Here’s a thrilling item from 2008 – somebody called Mario Correa pays a visit to Surry* Hill, the 18,000 square foot house of DC “Superlobbyists” Edwina and Ed Rogers. Inside the palatial residence with hot and cold running champagne, Edwina Rogers shows the host how she wraps speaker gifts for a conference she’s having: she wraps them in money. Isn’t that fun and exciting? Oh yes it’s very fun and exciting.
*No, I don’t know why they misspell Surrey.
Menyambal says
She could have wrapped the presents a little differently and not cut through the bills. And still made them look good, I mean. And she doesn’t seem to grasp that a half bill is useless.
Geeze, what a kick in the face to all the people who could use a dollar. Such contempt. And that is a lobbyist, a bribe giver to our elected officials. Such should not be in this country.
In the second one, I could see my old apartment building.
Claire Ramsey says
Sickening.
Menyambal says
Defacement of currency is a violation of Title 18, Section 333 of the United States Code. Under this provision, currency defacement is generally defined as follows: Whoever mutilates, cuts, disfigures, perforates, unites or cements together, or does any other thing to any bank bill, draft, note, or other evidence of debt issued by any national banking association, Federal Reserve Bank, or Federal Reserve System, with intent to render such item(s) unfit to be reissued, shall be fined under this title or imprisoned not more than six months, or both.
Defacement of currency in such a way that it is made unfit for circulation comes under the jurisdiction of the United States Secret Service.

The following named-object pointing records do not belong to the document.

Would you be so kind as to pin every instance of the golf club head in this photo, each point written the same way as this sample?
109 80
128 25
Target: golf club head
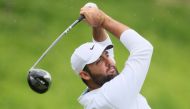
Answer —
39 80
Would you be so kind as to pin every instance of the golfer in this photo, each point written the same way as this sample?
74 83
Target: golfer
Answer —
94 63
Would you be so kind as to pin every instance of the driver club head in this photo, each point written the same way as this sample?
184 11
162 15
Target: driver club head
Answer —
39 80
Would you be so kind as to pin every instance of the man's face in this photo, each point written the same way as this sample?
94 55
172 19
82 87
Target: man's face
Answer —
103 69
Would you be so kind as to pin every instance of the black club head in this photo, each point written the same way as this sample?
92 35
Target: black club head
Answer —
39 80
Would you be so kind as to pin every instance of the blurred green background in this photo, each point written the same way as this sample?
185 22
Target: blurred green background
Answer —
28 27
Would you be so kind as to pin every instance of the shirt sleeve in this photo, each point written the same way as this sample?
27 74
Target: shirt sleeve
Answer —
124 88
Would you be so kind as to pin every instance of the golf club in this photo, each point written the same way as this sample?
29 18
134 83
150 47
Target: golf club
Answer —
40 80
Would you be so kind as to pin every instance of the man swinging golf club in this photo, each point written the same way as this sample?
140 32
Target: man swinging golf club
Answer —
95 65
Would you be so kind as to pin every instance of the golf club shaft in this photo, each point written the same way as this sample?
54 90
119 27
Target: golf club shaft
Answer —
60 36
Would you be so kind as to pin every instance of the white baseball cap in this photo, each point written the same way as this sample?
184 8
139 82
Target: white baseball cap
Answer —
86 54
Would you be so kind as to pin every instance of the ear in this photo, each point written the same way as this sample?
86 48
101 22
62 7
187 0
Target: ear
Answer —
84 75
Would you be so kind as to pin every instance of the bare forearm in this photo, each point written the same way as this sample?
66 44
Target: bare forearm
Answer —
99 34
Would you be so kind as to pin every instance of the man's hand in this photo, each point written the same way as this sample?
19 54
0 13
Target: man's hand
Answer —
93 16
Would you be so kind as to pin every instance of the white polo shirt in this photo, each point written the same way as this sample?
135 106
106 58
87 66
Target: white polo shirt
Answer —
123 92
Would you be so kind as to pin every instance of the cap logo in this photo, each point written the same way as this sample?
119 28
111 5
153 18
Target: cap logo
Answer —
92 47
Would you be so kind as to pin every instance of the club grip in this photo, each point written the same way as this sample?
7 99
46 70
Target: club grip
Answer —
81 17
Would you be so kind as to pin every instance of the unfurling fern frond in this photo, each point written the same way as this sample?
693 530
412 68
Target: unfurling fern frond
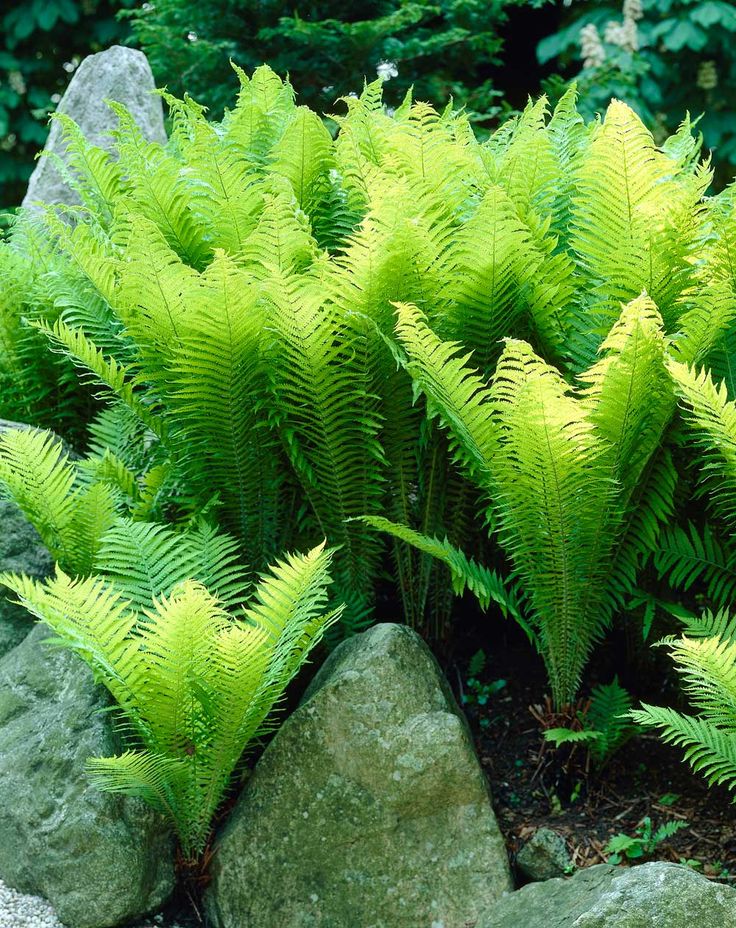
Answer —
486 585
194 682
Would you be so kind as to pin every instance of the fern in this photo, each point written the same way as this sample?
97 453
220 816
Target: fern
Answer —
227 301
559 468
194 682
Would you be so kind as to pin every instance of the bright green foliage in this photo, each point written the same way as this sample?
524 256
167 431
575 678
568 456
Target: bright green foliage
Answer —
195 682
706 660
229 300
561 468
71 506
604 726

The United States Secret Service web address is www.secretservice.gov.
John-Henry Beck says
Menyambal @ 1: Actually, I think she does grasp that the money is useless cut up. It’s just that she’s viewing it as already spent; she purchased wrapping paper and is using it as such and it’s just as much money spent as with any other fancy wrapping paper. Which does make sense, in my opinion; the problem is that it looks even more wasteful to those without much money.
Marcus Ranum says
18,000 square foot house?
Menyambal says
Yeah, you are right. I mis-stated something about her saying “seven and a half” as if the half bills were still useful. I dunno what I mean any more.

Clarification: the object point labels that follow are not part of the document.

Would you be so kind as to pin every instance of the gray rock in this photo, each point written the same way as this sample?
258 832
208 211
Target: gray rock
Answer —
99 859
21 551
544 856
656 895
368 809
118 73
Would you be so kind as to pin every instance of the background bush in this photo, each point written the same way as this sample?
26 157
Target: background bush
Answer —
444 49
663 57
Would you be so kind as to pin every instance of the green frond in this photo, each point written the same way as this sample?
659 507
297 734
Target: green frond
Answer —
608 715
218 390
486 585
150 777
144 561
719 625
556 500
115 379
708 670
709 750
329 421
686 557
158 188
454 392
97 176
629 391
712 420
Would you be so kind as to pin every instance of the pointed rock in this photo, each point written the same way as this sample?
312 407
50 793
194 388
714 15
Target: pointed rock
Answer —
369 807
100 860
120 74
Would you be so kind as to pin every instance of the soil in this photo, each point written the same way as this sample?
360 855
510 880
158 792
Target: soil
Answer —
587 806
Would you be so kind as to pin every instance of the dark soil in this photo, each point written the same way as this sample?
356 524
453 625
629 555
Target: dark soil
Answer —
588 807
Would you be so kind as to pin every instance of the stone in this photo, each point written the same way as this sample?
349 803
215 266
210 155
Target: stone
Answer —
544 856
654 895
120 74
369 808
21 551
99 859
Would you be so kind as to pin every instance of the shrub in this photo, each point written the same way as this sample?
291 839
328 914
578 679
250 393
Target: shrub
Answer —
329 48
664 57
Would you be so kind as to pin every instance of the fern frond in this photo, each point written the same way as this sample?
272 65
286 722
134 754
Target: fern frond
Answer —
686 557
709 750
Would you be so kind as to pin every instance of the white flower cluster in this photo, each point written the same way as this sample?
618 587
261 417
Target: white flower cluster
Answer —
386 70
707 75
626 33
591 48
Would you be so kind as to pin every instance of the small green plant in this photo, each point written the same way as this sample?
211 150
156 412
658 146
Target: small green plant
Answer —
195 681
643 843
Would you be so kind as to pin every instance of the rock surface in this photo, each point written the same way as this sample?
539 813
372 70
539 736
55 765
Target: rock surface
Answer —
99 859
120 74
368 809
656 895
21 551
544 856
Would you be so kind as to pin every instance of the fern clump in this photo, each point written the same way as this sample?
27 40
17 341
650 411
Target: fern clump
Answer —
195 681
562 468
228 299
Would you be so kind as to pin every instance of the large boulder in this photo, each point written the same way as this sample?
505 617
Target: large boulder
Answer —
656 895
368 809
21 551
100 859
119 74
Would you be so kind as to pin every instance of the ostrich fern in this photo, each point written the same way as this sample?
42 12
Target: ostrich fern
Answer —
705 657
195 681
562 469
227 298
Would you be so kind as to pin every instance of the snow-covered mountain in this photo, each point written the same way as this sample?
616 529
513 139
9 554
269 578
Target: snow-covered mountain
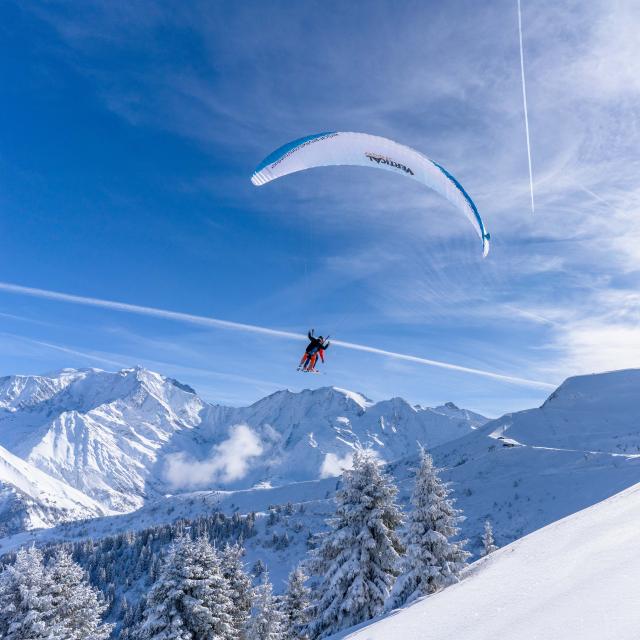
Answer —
122 439
575 579
29 498
511 470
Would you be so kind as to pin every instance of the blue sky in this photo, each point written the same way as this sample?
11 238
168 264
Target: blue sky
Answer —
129 132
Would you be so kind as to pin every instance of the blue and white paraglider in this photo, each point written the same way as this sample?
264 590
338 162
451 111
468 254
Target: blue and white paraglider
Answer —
362 149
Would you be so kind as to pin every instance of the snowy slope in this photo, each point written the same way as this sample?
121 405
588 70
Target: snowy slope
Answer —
30 498
576 579
589 413
97 431
114 436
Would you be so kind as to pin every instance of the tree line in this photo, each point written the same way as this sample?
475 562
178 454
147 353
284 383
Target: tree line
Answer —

Each sheet of 32 bills cost her $61, down at the BEP. For what that’s worth.
Menyambal says
Well, that’s the cost at the BEP website store.
tigtog says
Digby at Hullabaloo wrote in 2006 about the Rogerses at Surry Hill and other members of the Republican elite who reside in McLean, VA (where property is more valuable than in Malibu), riffing off a long article from The New Republic by Michael Crowley dated September 11, 2006 (which I had to search for because TNR’s changed their indexing permalink configuration so that Digby’s original link no longer works) – GOPtopia.
I wish Digby had been right about this community of sanctimonious plundering phonies getting broken up due to outraged fallout from the GFC, but they still influence enough votes in Congress and Senate to keep on stacking the Supreme Court and other institutions, so they’re still there.
Ophelia Benson says
I’ve just this second started reading that, linked to it by a Facebook friend. It’s unbelievable.
tigtog says
The Republican ideological elite haven’t learnt anything about the foreseeable disasters that will come with more and more deregulation, either. From Digby today: Sick and tired of being tired – America’s culture of overwork and how it’s costing lives.
chigau (違う) says
This is disgusting.
She has never needed to use actual dollars to buy stuff like, say, food.
So, I guess it’s easy to view them as decorations.
lpetrich says
Seems rather sybaritic. As in Sybaris, a Greek colony in southern Italy from about 2700 – 2500 years ago that was known for its inhabitants’ extravagant luxury.